I obviously have my little buddies well-trained at identifying those picture-worthy subjects. I hurried in to get my camera, hoping not to miss it.
It was a very windy day, and the poor butterfly was really flexing his muscles to hang onto the butterfly bush. (That bush is a topic for another blog post.) I snapped several pictures, but the wind was interfering with my shots.
And then, my battery died. Great. Just great.
Later in the day, I uploaded the photos to my computer to check them out. I felt a mixture of semi-satisfaction and disappointment. I don’t believe a single one of them was clear that didn’t also feature a weed, the neighbor’s trash can, her newspaper or the brand-new asphalt on the road. It didn’t look like any of them were frame-worthy.

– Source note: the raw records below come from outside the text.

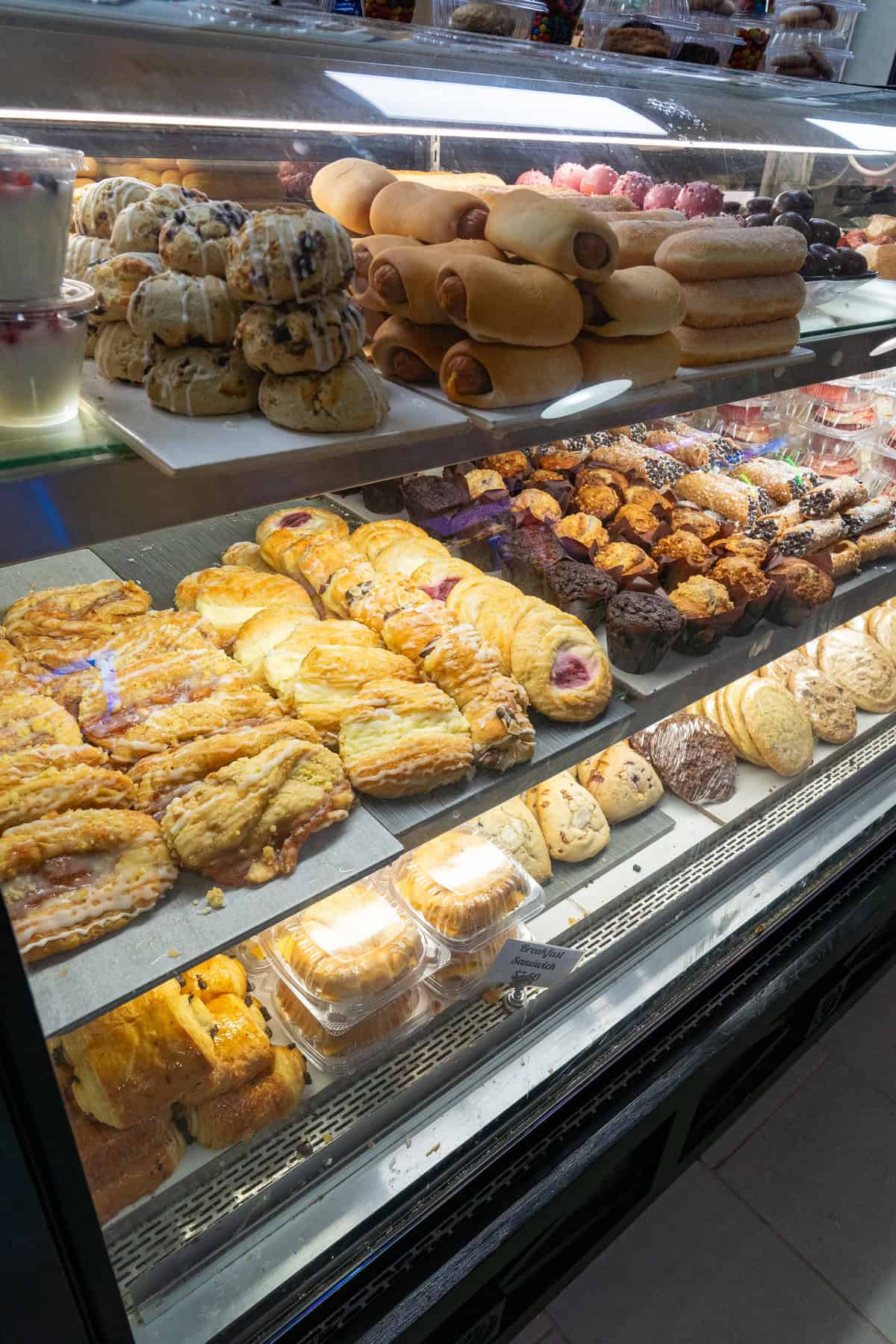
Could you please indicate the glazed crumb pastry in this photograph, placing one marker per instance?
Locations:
(60, 789)
(398, 738)
(166, 776)
(460, 883)
(247, 821)
(65, 624)
(73, 878)
(137, 1060)
(351, 945)
(235, 1116)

Bummed would be an understatement.
I left the photos alone and did nothing. I moped a little. It had been a somewhat unpleasant day and I had a lot of mulling over going on. I had so many thoughts running through my head, and honestly, blurred pictures didn’t stack up too high on my list of significant failures.

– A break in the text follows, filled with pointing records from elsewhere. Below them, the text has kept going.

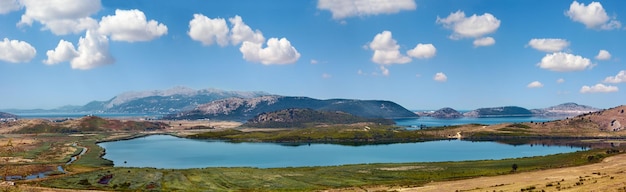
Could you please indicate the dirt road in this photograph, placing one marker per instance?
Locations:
(608, 175)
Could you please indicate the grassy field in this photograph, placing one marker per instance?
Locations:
(329, 134)
(311, 178)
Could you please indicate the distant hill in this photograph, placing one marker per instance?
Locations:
(443, 113)
(87, 124)
(564, 110)
(301, 118)
(242, 109)
(508, 111)
(7, 115)
(150, 102)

But…as the day dragged on, the pictures became an escape for me. I was bound and determined to turn them into something semi-beautiful. After all, it was a gorgeous yellow swallowtail, the loveliest shade of yellow. It was stunning, to be honest.

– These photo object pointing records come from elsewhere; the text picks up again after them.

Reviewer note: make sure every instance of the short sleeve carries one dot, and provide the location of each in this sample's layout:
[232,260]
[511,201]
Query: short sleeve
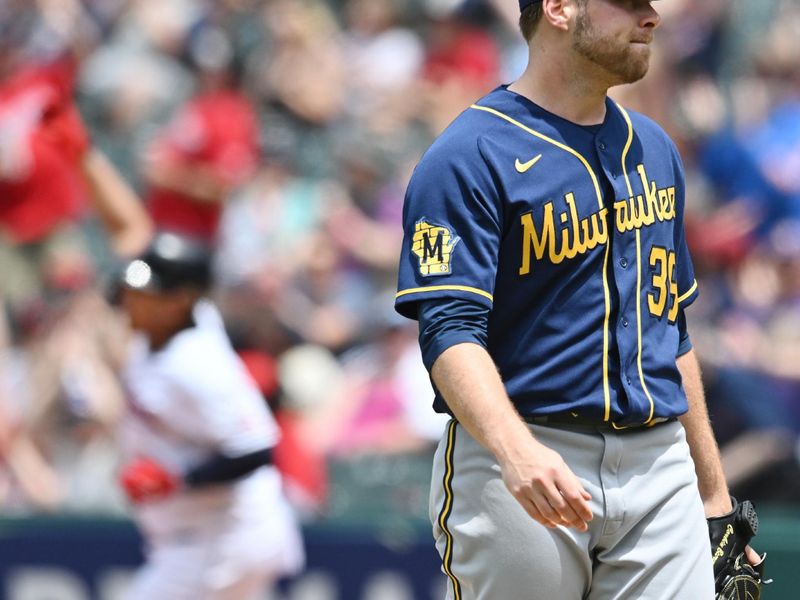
[452,228]
[684,270]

So I messed around with my Canon photo editing software. I don’t even have Photoshop. As I experimented, God started bringing so many thoughts and verses to mind. And a-tweaking I went.
The mundane and ordinary became sublime. When looking at it through a different set of “eyes” I could see beyond the failures of the photos. Just take a look…
Can you even see the asphalt? Do you see the weeds? Or the garbage can and newspaper?
No. And you know what? These photos are a great example of what the blood of Jesus does to us…God does not see us as those miserable creatures bound by sin. We are not hopeless, ugly wretches.
We are His treasures. Loved and beautiful. Full of life and hope. When we are able to look at our lives through God’s filter of redemption and unconditional love, we can see ourselves as He sees us.
I pray that today, you will see yourself through His eyes of forgiveness and redemption.